Friday, September 19, 2014

How Different Insurance Actors Handle Recent Changes in Market Judgment of Risk


A dominant characteristic of the insurance market right now is that it does not have enough large loss to maintain pricing stability.  On Monday, the Insurance Journal ran three different stories that demonstrate several types of institutional behavioral responses to changes in the market judgement of risk.

The first article covered the recent Reinsurance Rendezvous, an annual event in Monte Carlo where the world's reinsurers get together and do whatever it is that they do behind closed doors such as, throw lavish parties.  The article reported that reinsurers are very much disgruntled with market pressure to bring their pricing down.   According to the article, originally from Reuters, Nikolaus von Bomhard, chief executive of Munich Re  claimed, “I am disappointed, exasperated, and even rather appalled by what is happening in the market."
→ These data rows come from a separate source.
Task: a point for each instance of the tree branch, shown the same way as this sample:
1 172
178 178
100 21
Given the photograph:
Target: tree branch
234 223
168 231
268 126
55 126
Reinsurance shareholders are expected to benefit from the market dynamic.  The article reports, “Returning capital to shareholders reduces the pressure to do something that has higher risk,” said Moody’s analyst Stan Rouyer.  Earlier this year year, Swiss Re was reported to have done this in the form of a special dividend.

In the second article, the Insurance Journal reported that the Louisiana Citizens Property Insurance Corporation seeks to lower rates for a handful of residential policyholders and, overall, for some commercial policyholders.  The reason for the change is reported as the cost of reinsurance.   Here, the ability to offload more risk onto reinsurers for cheap has led to lower overall pricing for the public.

In the third article, the Insurance Journal reported that primary insurers (i.e. State Farm, Farmers and Allstate) in Texas are increasing homeowners rates.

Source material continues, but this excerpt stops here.